Walt Disney's Carousel of Progress sits in the back of Tomorrowland, one of the many subsections of the Magic Kingdom park. Most people pass by it without a second thought. After all, it's nothing flashy, and the technology itself is dated at best, but back in 1964, it was the star of the New York's World's Fair, and Walt himself brought it as his presentation. Animatronics were fairly new, and a rotating theatre show was exciting for all who got a chance to watch. Evidently, not much about it had changed from then to the early 2000s. As a child, however, I was mesmerized.
The show follows an American family throughout different decades, covering history and technology as it evolved. The theme song has stuck with me for two decades now, reminding me that the future is filled with incredible possibilities. Spending my very early childhood living in South Florida meant many trips to Disney World with a year-round family pass. I had so many favorites growing up, but Carousel of Progress was always the standout.
I loved the way the seats rotated around the cylindrical theatre stage, taking you on a trip through time. I loved the little animatronic dog that never seemed to age. I loved the chapter set far into the future, the 21st century that we now live in. They had mock-up versions of virtual reality gaming and talked about technology that is now older than DVDs. At the time, these were futuristic hypothetical technologies, and it was unbelievable to watch our world slowly emulate what the attraction predicted. To this day, it's one of the oldest running attractions in the history of Disney World, and it was always Walt's favorite.
I know it's just a theme park attraction, but I've carried its themes with me through my entire life. It's not just about ideas, but about the power of them. During the ride, you watch as humanity conjures up dreams and then makes them reality. There's something beautiful and classic about the experience. It feels like a time capsule of our history, and out of everything Walt Disney created, I think this piece best captures the way he viewed the world.

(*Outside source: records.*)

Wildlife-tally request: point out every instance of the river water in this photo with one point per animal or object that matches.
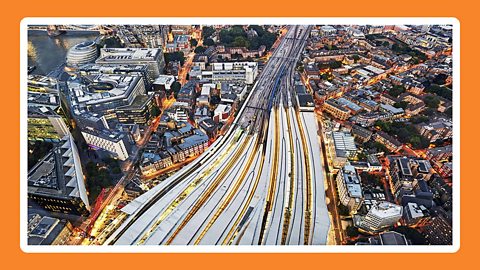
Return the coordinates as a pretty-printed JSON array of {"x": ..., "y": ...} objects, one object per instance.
[{"x": 48, "y": 53}]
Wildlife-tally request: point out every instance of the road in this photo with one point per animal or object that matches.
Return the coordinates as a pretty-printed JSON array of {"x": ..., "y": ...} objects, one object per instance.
[{"x": 259, "y": 184}]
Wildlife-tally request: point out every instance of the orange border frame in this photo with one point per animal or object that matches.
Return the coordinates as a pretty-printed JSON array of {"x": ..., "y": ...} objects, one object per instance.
[{"x": 12, "y": 253}]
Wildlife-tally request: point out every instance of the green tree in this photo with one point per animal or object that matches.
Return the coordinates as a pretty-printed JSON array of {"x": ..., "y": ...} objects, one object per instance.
[
  {"x": 352, "y": 231},
  {"x": 155, "y": 111},
  {"x": 193, "y": 42},
  {"x": 401, "y": 104},
  {"x": 396, "y": 90},
  {"x": 432, "y": 101},
  {"x": 208, "y": 42},
  {"x": 200, "y": 49},
  {"x": 207, "y": 31},
  {"x": 175, "y": 87},
  {"x": 355, "y": 57},
  {"x": 343, "y": 210},
  {"x": 175, "y": 56}
]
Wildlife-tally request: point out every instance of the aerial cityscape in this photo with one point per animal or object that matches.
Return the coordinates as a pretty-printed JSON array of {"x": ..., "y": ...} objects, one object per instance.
[{"x": 240, "y": 135}]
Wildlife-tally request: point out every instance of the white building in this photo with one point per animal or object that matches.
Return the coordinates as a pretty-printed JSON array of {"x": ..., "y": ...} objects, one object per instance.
[
  {"x": 82, "y": 53},
  {"x": 153, "y": 58},
  {"x": 111, "y": 142},
  {"x": 349, "y": 188},
  {"x": 381, "y": 215},
  {"x": 245, "y": 72},
  {"x": 341, "y": 147}
]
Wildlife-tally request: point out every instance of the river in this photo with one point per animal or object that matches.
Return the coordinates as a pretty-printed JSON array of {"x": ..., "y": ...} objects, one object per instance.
[{"x": 48, "y": 53}]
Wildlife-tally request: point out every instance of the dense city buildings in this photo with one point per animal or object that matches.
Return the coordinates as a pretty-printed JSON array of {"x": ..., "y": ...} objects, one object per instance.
[
  {"x": 243, "y": 135},
  {"x": 56, "y": 182}
]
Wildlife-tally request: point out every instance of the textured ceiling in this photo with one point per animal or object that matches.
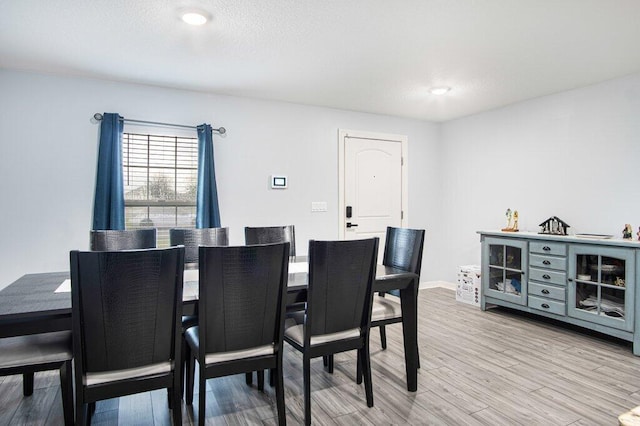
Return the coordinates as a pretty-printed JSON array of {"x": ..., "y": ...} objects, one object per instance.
[{"x": 375, "y": 56}]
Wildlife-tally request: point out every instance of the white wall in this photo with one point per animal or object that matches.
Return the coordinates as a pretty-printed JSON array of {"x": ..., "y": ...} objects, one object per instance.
[
  {"x": 575, "y": 155},
  {"x": 48, "y": 148}
]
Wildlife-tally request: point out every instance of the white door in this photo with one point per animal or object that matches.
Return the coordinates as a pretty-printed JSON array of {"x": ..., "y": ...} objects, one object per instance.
[{"x": 372, "y": 184}]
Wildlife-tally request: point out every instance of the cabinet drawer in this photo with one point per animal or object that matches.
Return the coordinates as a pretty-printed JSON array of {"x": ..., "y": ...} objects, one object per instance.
[
  {"x": 541, "y": 261},
  {"x": 549, "y": 291},
  {"x": 557, "y": 249},
  {"x": 547, "y": 305},
  {"x": 547, "y": 276}
]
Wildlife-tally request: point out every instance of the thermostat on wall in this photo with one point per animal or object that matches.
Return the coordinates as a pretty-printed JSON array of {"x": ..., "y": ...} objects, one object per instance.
[{"x": 278, "y": 182}]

While people flock to Space Mountain and Dumbo's Flight, my dad and I were always the most eager to ride the Carousel of Progress. It became a beloved childhood memory, something I'm able to gush about even now at the age of almost 20. I'm not sure how much longer the attraction will remain open, as it's getting old now and needs frequent repairs, but I'm grateful that it stuck around long enough for me to see it. The ride is a special glimpse into the birth of modern technology, showing both what we've accomplished and what we're capable of if we can dream it.